Adrien gara son scooter devant l’allée. La nausée était de plus en plus forte. Il se demanda un instant s’il n’allait pas vomir, là, au milieu de la rue. Il descendit de selle, jetant un regard désespéré au coffre plein sur les roues de derrière, et au reste du courrier qui l’attendait dans un dépôt, dix rues plus loin.

« Deux minutes, dit-il tout haut. »

Il avait, malgré lui, pris l’habitude de parler tout seul en tournée. Il retira son casque et le laissa pendre dans un équilibre précaire

« Deux minutes et je suis dehors. Après ça, si je me presse, ça devrait le faire. »

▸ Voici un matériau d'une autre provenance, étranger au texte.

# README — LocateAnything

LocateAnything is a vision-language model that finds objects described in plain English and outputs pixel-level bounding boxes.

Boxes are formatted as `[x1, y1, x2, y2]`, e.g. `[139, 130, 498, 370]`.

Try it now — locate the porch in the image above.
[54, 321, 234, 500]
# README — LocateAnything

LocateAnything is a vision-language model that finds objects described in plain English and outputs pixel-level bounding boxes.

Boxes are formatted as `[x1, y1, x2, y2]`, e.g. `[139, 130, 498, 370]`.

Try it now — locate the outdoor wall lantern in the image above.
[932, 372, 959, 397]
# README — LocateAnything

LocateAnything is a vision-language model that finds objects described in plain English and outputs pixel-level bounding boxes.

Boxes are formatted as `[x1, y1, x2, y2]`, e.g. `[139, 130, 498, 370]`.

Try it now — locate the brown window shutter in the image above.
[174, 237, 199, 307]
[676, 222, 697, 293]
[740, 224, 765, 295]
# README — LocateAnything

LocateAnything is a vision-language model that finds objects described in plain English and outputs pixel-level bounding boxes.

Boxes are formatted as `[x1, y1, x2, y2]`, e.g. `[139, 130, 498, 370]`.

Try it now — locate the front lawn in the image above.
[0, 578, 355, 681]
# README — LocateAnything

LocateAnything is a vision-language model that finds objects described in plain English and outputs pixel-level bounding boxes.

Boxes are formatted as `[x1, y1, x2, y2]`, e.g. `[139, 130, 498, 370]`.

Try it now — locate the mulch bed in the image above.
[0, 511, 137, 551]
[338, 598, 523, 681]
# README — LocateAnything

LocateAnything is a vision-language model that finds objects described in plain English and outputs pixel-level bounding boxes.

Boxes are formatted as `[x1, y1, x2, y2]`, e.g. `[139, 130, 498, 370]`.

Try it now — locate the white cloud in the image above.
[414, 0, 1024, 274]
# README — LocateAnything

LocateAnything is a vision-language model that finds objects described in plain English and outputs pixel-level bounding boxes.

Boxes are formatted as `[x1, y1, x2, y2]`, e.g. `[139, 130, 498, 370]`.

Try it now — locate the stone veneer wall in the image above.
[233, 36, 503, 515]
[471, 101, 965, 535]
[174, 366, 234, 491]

En poussant le portillon faussement boisé, pendant les cinq pas qu’il lui fallut faire pour atteindre la porte, il ne put empêcher son imagination de dérouler le chapelet d’horreurs auxquelles il pouvait s’attendre : l’odeur de vieux qui s’échapperait comme un nuage pestilentiel, la voix chevrotante et doucereuse ou, au contraire, l’amertume légitime envers ses enfants redirigée vers lui, qui n’y pouvait rien. Il y aurait certainement des meubles recouverts de tapisserie ou de cuir marron, et puis des chats. Au moins trois chats, dont l’urine imprégnerait tout. Encore une odeur et, celle-ci, il ne pourrait pas s’en débarrasser. Il la porterait avec lui pour le reste de la matinée.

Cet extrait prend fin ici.